Synthesis and phase evolution of Mg–Si–C–N ceramics prepared by pyrolysis of magnesium-filled poly(ureamethylvinyl)silazane precursor

Abstract

Mg–Si–C–N ceramics were synthesized by reactive pyrolysis of poly(ureamethylvinyl)silazane (PUMVS) polymeric precursor filled with Mg metal powder. Pyrolysis of crosslinked polymeric composites with Mg loadings between 10 and 50 wt.% was carried out in argon atmosphere at temperatures up to 1600 °C. The metal–precursor reactions, ceramization and phase evolution were studied using thermogravimetry, infrared spectroscopy, X-ray diffraction, and scanning and transmission electron microscopy.
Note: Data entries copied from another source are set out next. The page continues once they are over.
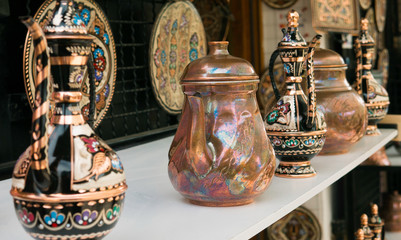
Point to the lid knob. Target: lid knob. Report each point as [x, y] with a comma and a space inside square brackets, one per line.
[218, 48]
[292, 18]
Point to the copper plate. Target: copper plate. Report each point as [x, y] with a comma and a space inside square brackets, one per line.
[280, 4]
[178, 38]
[215, 17]
[365, 4]
[103, 50]
[335, 16]
[373, 32]
[380, 14]
[298, 224]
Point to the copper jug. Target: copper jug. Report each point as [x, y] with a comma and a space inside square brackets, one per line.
[69, 184]
[344, 110]
[295, 127]
[220, 155]
[375, 96]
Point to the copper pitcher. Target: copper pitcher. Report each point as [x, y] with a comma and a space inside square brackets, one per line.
[375, 96]
[344, 110]
[220, 155]
[295, 127]
[69, 184]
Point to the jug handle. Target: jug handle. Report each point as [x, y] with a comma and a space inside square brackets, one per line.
[40, 121]
[273, 57]
[92, 91]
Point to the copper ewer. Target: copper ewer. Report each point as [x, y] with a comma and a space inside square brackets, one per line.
[344, 110]
[375, 96]
[220, 155]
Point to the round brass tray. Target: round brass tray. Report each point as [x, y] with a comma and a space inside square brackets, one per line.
[178, 38]
[104, 55]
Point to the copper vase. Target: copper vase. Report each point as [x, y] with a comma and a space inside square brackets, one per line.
[220, 155]
[344, 110]
[375, 96]
[69, 184]
[295, 127]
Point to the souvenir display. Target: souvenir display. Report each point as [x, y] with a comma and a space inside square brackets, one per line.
[215, 16]
[335, 16]
[367, 232]
[178, 38]
[375, 96]
[380, 14]
[339, 103]
[365, 4]
[373, 33]
[298, 224]
[68, 184]
[265, 92]
[359, 235]
[279, 4]
[220, 155]
[392, 212]
[295, 127]
[103, 51]
[376, 223]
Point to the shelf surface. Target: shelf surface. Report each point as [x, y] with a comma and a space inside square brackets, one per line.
[154, 210]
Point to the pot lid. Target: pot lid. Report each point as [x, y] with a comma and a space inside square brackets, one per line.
[326, 58]
[219, 66]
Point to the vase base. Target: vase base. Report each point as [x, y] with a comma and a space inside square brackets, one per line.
[295, 170]
[221, 204]
[372, 130]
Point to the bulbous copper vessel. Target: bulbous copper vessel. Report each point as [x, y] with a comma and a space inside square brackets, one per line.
[375, 96]
[294, 125]
[344, 110]
[220, 155]
[69, 184]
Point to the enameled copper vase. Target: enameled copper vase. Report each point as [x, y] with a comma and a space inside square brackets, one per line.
[295, 127]
[69, 184]
[344, 110]
[375, 96]
[220, 155]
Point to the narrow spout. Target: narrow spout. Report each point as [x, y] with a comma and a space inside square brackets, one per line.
[201, 154]
[311, 118]
[40, 121]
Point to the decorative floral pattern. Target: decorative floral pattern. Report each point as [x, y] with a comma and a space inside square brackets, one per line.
[54, 219]
[25, 216]
[86, 217]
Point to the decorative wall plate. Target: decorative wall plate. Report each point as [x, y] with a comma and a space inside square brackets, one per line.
[373, 32]
[365, 4]
[280, 4]
[380, 14]
[215, 17]
[298, 224]
[335, 16]
[265, 94]
[104, 54]
[178, 38]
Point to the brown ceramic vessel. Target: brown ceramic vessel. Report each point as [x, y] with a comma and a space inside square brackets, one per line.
[344, 110]
[220, 155]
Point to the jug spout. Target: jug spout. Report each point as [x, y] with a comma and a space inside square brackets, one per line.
[311, 118]
[201, 154]
[40, 121]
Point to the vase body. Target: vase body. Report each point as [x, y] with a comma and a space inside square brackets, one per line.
[344, 110]
[375, 95]
[71, 186]
[294, 125]
[220, 155]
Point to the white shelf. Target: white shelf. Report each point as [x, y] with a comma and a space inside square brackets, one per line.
[154, 210]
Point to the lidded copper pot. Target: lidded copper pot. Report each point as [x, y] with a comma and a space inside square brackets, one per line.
[344, 110]
[220, 155]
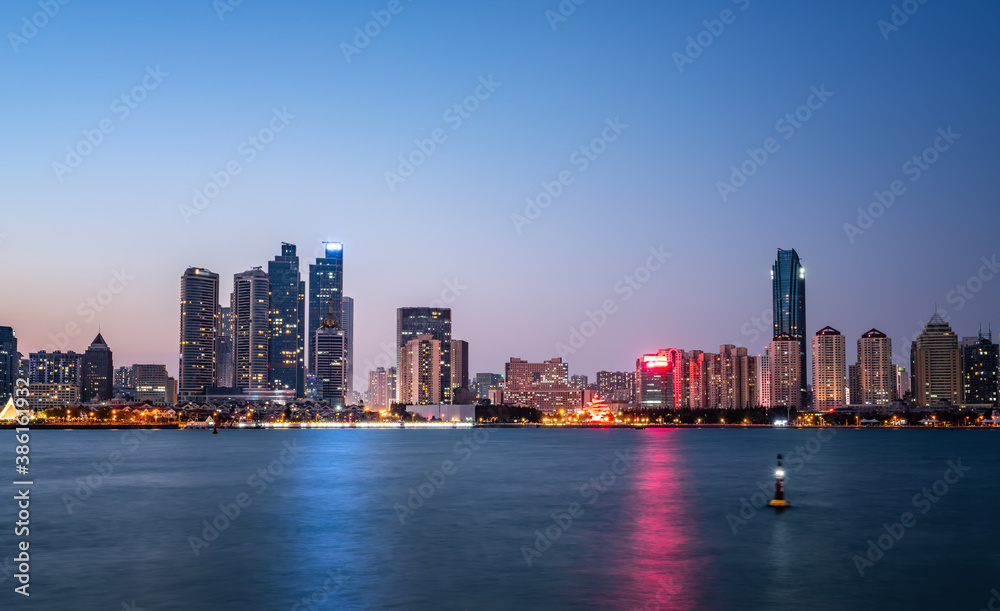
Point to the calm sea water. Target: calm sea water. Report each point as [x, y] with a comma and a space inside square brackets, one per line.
[333, 526]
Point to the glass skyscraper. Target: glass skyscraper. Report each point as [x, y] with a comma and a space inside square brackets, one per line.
[326, 282]
[286, 359]
[788, 284]
[436, 322]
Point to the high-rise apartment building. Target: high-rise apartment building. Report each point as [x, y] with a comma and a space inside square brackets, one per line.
[459, 364]
[786, 372]
[876, 373]
[251, 329]
[422, 363]
[98, 371]
[331, 355]
[10, 363]
[616, 385]
[788, 287]
[980, 369]
[286, 342]
[936, 364]
[326, 282]
[199, 331]
[436, 322]
[829, 363]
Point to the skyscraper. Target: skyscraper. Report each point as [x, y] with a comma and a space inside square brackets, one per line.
[199, 329]
[98, 371]
[10, 363]
[225, 377]
[876, 375]
[286, 346]
[936, 364]
[326, 282]
[331, 353]
[786, 375]
[436, 322]
[788, 286]
[980, 365]
[422, 364]
[459, 364]
[252, 303]
[347, 324]
[829, 362]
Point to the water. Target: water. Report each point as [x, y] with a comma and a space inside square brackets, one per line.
[327, 527]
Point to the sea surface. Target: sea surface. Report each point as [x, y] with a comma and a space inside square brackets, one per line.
[506, 519]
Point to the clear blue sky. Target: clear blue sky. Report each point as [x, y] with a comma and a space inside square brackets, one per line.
[655, 186]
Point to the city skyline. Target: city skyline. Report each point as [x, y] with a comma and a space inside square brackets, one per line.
[655, 186]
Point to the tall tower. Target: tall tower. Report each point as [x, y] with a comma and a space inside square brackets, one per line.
[251, 305]
[788, 287]
[286, 351]
[436, 322]
[936, 364]
[331, 352]
[98, 371]
[829, 362]
[10, 363]
[876, 375]
[199, 329]
[326, 282]
[347, 324]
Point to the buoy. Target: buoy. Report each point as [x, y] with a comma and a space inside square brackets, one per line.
[779, 501]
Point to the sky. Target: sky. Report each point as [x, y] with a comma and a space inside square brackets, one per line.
[594, 181]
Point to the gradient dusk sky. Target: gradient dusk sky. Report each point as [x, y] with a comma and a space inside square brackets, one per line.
[63, 234]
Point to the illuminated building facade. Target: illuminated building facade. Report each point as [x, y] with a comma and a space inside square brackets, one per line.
[829, 365]
[199, 331]
[251, 329]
Predominantly X-ray amorphous Mg–Si–C–N materials, containing up to 15 mol% Mg, were obtained at 1000 °C, with a homogeneous distribution of magnesium at a length scale above 100 nm. The incorporation of Mg in the materials proceeds in two steps: (i) conversion of the Mg metal to magnesium compounds and (ii) solid state diffusion, assisted by vapour phase transport, of Mg into the amorphous Si–C–N–H bulk. Mg retention in the materials at temperatures above 900 °C is realized due to the formation of Si–Mg–N bonds. Primary crystallization of SiC is initiated by magnesium induced partitioning of nitrogen in the Mg–Si–C–N materials. Stability of the amorphous Mg–Si–C–N phase and crystallization of MgSiN₂ at higher pyrolysis temperatures is governed by the free carbon content in the materials and the nitrogen partial pressure in the thermolysis atmosphere. The results indicate the feasibility of synthesizing monolithic MgSiN₂-based ceramics through precursor pyrolysis.